Reading only 'm' entries in a 'n x m' matrix

Question

Given two dimensional k x ((26^k)-1) array, containing every possible string of capital letters of length k , except one of them. How can we know the missing string while reading only theta(26^k) entries of the array, and not theta(kx (26^k)) entries?

We have thought of using 'k' pointers for all the 26^k columns, but it will still be the same as looking kx 26^k entries, we also considered checking for a[:0], a[:1], a[:2], . . . a[:(26^k)-1] but it is still the same as looking for kx 26^k values as slicing also counts as looking at those entries.

Answer 1

Here's one of the ways to do it in Θ(26^k) time complexity by using an additional O(26^k) space.

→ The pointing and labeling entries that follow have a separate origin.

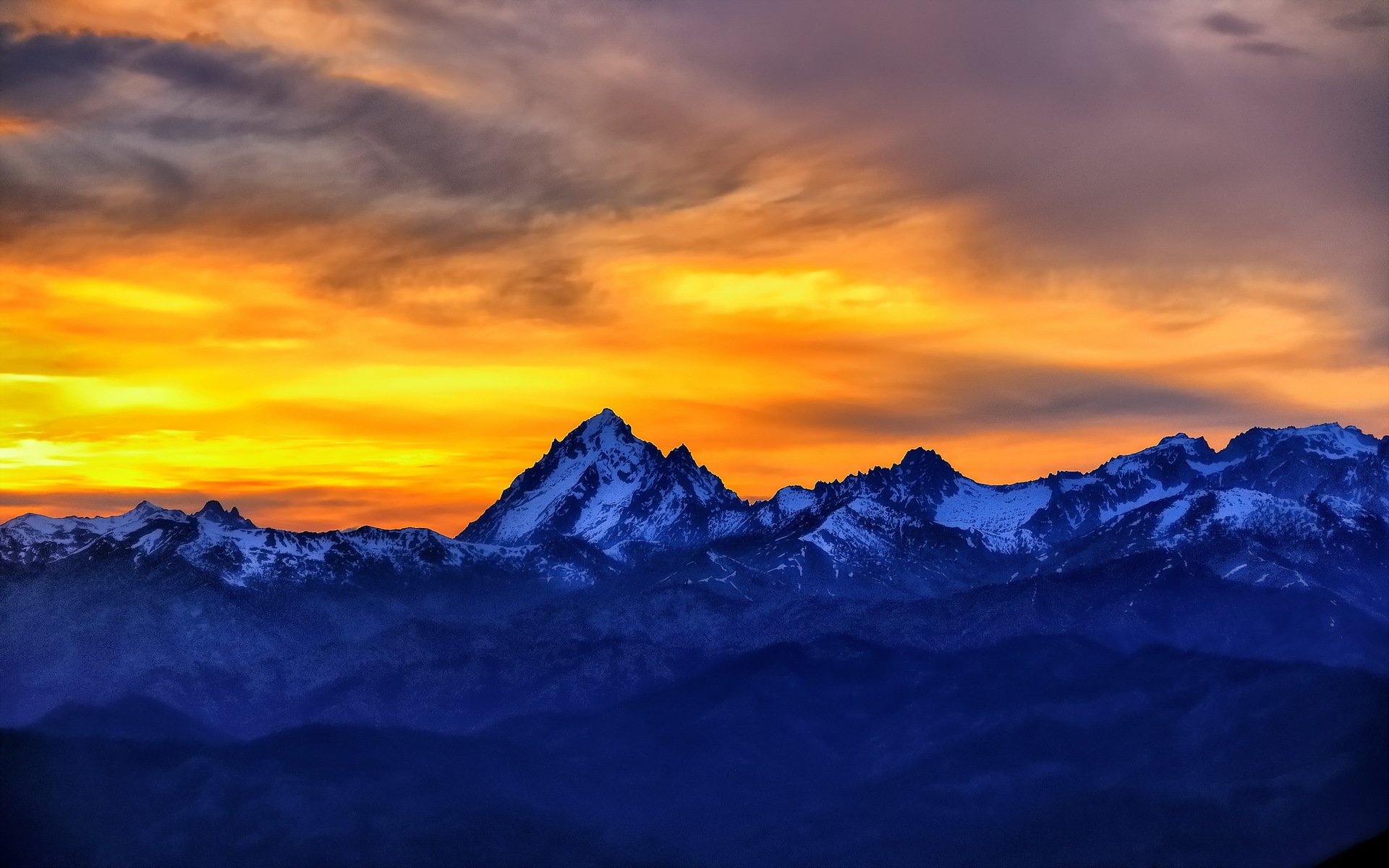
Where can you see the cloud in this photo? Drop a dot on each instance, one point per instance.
(1270, 49)
(959, 396)
(1367, 18)
(375, 185)
(1089, 135)
(1230, 24)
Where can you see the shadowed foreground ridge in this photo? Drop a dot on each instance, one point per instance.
(1177, 659)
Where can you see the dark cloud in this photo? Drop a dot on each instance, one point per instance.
(1367, 18)
(990, 396)
(1268, 49)
(1092, 135)
(1231, 24)
(138, 137)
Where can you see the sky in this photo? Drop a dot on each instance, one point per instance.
(359, 261)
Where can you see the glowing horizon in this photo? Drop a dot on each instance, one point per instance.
(347, 264)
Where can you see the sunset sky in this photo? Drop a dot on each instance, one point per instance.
(359, 261)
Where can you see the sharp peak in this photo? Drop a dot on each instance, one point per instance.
(213, 510)
(599, 422)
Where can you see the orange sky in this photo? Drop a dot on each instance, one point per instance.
(359, 263)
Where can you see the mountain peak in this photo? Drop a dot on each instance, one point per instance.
(602, 484)
(213, 511)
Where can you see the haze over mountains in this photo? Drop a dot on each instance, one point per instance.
(1180, 658)
(603, 502)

Let's look at the intuition first -

1. Each row of the matrix would have (26^k)-1 entries. In the first row, all letters would have the same frequency except one whose frequency would be one lesser than the other 25. This letter would be the first letter of our missing string.
2. Now we already know the first letter of our missing string, so for the second row, we don't need to look at all the entries and instead, we can look at the 25*26^(k-1) cols for which the corresponding first-row value was the missing letter.(but now in order to know which cols to look into we would need to store those cols somewhere else using additional space). And we would only have to look into 26^(k-1) - 1 entries in the second row.
3. For a given row, we can count the frequency of letters in given entries in the O(no. of entries) and constant space(26 letters). Once we know the missing letter in a given row, we can go through the row again and store indices of all the cols for which the letter is the missing letter and store those indices in a separate array using additional space O(26^(k-1-i)) for ith row.
4. On subsequent rows, we only visit the cols which are maintained in our previous row's array which contains indices of cols for which the letter was the missing letter. eg for the 3rd row, we can do away with looking at just 26^(k-2) - 1 entries for indices which we stored in our array when we looked at 2nd row.

So the total no. of entries we would have to look at in each row(after summing up the geometric series) would be -

sum{(26 - 1), (26^2 - 1), (26^3 - 1) ... (26^k -1)} = (26*(1 - (26^k))/(1-26) - k

which is Θ(26^k) time and space complexity.